|
Posted: Jul 15, 2010 |
[ # 106 ]
|
|
Senior member
Total posts: 257
Joined: Jan 2, 2010
|
*Update*
I spent some time creating the following draft document tonight. It outlines some thoughts on creating sentences describing ‘where’ Walter is located.
http://www.chuckbolin.com/walter/Walter_Location.pdf
I’m open to ideas…please send them my way.

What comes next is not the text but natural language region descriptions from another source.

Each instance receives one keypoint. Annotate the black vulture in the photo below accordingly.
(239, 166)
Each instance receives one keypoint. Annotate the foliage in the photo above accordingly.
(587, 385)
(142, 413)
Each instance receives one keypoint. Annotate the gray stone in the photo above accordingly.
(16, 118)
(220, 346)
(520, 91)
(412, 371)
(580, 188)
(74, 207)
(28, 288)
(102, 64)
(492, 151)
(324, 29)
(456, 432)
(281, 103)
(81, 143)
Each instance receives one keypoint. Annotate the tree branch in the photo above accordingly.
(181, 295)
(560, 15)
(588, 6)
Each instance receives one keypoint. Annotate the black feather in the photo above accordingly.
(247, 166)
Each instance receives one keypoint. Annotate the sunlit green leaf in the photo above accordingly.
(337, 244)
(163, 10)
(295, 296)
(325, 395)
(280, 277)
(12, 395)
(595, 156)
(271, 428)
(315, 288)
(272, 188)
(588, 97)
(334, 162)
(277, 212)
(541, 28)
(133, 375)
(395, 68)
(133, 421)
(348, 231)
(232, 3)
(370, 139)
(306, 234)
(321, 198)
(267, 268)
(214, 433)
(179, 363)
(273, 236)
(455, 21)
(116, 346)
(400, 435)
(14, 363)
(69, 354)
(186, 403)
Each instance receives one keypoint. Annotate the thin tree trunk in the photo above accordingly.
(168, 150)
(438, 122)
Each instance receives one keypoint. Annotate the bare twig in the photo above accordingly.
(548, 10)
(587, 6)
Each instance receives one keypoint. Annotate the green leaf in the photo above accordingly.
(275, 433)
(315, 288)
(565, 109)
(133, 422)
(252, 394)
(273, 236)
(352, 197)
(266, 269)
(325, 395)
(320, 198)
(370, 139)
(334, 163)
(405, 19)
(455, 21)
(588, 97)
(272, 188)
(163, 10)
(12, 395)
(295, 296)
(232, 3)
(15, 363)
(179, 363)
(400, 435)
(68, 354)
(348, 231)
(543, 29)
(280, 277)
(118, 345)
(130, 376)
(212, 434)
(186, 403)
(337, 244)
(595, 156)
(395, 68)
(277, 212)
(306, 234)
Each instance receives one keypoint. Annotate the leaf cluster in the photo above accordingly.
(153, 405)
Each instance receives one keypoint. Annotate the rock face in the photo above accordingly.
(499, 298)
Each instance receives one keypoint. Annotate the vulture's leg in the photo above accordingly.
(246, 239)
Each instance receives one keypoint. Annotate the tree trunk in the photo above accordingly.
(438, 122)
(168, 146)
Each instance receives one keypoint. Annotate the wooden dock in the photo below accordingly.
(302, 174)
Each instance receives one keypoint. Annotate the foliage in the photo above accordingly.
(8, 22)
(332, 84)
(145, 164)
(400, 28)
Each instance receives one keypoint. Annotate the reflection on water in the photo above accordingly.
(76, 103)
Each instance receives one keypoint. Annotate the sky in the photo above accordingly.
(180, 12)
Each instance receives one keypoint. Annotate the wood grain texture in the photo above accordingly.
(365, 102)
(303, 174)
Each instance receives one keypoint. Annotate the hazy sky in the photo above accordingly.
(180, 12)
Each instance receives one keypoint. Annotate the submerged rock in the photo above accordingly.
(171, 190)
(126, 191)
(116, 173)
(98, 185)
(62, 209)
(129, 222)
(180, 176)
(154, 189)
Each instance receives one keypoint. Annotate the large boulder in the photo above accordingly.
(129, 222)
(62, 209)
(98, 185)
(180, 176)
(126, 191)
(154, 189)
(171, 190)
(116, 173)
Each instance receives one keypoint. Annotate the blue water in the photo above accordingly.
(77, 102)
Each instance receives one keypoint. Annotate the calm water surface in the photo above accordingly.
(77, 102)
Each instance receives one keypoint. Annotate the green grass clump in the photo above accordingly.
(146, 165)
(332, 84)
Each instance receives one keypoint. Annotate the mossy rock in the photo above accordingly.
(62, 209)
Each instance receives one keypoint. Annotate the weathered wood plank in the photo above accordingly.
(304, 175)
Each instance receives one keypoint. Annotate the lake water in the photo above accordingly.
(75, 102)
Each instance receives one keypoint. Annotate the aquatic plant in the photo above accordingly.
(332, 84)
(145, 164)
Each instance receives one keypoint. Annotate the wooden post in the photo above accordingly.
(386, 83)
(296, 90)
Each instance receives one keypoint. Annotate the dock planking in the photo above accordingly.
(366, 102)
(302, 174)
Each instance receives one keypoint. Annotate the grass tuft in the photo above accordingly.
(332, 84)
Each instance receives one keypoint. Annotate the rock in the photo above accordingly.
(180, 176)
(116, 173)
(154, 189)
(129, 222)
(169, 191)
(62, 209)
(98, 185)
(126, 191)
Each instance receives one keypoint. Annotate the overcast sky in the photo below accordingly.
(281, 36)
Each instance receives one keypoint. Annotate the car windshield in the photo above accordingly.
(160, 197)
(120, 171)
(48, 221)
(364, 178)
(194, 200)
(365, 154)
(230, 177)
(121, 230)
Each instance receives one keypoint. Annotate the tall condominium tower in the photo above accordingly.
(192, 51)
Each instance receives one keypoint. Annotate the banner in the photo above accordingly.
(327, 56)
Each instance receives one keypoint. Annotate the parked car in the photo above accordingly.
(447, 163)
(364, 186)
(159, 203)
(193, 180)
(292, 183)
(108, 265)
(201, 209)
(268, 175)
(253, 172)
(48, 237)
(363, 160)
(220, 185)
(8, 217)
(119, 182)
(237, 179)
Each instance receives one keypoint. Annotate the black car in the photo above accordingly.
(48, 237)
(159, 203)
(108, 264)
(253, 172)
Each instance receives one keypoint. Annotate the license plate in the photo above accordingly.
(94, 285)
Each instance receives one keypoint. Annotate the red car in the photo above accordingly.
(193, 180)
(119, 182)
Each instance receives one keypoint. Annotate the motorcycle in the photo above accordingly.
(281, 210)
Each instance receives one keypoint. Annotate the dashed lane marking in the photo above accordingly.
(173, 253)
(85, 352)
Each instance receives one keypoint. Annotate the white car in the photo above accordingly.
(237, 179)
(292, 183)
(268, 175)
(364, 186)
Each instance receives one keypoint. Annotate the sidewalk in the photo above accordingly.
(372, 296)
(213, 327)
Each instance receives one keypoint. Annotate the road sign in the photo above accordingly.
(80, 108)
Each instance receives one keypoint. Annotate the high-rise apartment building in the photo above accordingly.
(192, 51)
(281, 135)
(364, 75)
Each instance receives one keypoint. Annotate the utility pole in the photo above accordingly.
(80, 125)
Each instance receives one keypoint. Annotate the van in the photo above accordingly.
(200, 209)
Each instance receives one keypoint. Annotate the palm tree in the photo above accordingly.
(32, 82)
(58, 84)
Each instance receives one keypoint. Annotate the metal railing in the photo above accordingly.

Communicating location is a ‘two-way’ process. Walter needs to describe his location in clear and varied terms. In addition, Walter must respond to commands to reposition himself to another location. This technique should suffice….but I need to test.
Regards,
Chuck
|
|
|
|
|
Posted: Jul 15, 2010 |
[ # 107 ]
|
|
Administrator
Total posts: 3111
Joined: Jun 14, 2010
|
I can’t see anything I would change, add to, or remove from that, Chuck. It looks very good to me. I’d be interested in seeing the structure of the code that determines and outputs the responses, however.
|
|
|
|
|
Posted: Jul 15, 2010 |
[ # 108 ]
|
|
Senior member
Total posts: 974
Joined: Oct 21, 2009
|
Nice, I see you are starting to focus on grammar and how it applies to ‘real world physics’. I notice you have “I am ....” may I also suggest also contractions (Walter should also sometimes say “I’m at the .....”.
|
|
|
|
|
Posted: Jul 15, 2010 |
[ # 109 ]
|
|
Senior member
Total posts: 257
Joined: Jan 2, 2010
|
Thanks!
At present I’m considering that every question (normal conversation) has a specific meaning or intent (ignoring sarcasm and other exceptions). However there are multiple ways of expressing this meaning or intent So, for the moment my questions are translated into a specific function call unless the meaning is not understood.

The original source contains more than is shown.